If you’re running WordPress, you’ll have defined a wp-config.php file which contains essential settings such as the MySQL database host, name, user and password. It normally sits in the location where WordPress was installed — in most cases this will be the web server root but it could be any sub-folder.

You certainly don’t want wp-config.php falling into the wrong hands. Under normal circumstances, a naughty cracker cannot view the file because the PHP interpreter would parse it and return an empty page. However:

  • The cracker will know exactly where the file is located and can target it more effectively.
  • If PHP fails, e.g. perhaps during a update, wp-config.php could be viewed directly in a browser by entering the URL.

Ready for the simple tip…

Move the wp-config.php file into the folder above your WordPress installation.

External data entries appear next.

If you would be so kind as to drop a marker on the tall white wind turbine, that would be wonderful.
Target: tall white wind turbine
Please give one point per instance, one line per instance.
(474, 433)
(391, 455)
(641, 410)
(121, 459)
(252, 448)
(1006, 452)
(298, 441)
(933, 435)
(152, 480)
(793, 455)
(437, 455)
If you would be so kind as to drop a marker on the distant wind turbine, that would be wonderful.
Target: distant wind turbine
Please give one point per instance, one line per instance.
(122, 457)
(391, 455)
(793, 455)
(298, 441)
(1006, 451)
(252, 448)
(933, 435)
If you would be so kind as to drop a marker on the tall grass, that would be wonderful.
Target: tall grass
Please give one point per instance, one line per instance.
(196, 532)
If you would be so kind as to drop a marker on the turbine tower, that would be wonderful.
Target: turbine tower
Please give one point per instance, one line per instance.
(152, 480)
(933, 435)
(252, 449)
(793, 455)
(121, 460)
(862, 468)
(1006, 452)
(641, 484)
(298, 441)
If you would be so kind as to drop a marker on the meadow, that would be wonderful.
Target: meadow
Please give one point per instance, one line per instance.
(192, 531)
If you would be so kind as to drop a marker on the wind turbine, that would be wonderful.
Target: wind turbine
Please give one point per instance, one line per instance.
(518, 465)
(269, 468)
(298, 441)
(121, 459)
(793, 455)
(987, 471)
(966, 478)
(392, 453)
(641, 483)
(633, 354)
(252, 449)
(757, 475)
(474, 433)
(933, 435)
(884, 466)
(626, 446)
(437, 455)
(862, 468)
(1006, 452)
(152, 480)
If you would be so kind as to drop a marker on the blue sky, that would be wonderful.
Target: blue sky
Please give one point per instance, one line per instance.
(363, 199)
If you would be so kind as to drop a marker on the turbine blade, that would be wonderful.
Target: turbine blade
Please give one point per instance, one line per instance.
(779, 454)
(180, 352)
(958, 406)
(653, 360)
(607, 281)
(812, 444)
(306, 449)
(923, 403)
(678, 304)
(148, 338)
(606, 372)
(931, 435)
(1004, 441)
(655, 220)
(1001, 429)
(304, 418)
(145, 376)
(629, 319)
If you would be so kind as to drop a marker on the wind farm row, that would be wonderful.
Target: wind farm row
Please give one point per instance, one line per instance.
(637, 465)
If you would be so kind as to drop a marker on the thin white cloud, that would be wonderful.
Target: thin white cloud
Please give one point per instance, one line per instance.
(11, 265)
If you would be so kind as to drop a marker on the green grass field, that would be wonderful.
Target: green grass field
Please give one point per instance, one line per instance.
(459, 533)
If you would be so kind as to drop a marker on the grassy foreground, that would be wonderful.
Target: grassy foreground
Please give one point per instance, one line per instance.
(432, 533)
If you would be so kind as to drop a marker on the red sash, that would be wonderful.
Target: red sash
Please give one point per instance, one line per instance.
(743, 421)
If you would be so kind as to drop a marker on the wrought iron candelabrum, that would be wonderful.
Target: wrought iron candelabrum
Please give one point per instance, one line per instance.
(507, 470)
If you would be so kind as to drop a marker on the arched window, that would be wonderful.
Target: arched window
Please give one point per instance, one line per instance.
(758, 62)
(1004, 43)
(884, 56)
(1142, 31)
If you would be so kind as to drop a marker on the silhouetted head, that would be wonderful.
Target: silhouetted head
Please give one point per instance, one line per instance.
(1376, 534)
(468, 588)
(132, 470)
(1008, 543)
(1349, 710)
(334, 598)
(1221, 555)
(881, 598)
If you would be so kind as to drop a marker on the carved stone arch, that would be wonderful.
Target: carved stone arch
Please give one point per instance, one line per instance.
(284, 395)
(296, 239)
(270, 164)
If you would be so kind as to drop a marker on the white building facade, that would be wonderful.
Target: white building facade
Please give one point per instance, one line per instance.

For example, you may have a folder structure such as /home/mysite/public_html/ where WordPress is installed. In that case, you would move wp-config.php into /home/mysite/.

This has several benefits:

  1. Assuming /home/mysite/public_html/ was the web server’s root folder, /home/mysite/ is inaccessible to anyone using a browser.
  2. A cracker has less chance of locating the correct file.
  3. It’s so simple, there’s little reason not to do it!

Perhaps this won’t be the most exciting tech article you read today, but it’s useful to know. I hope it helps with your security efforts.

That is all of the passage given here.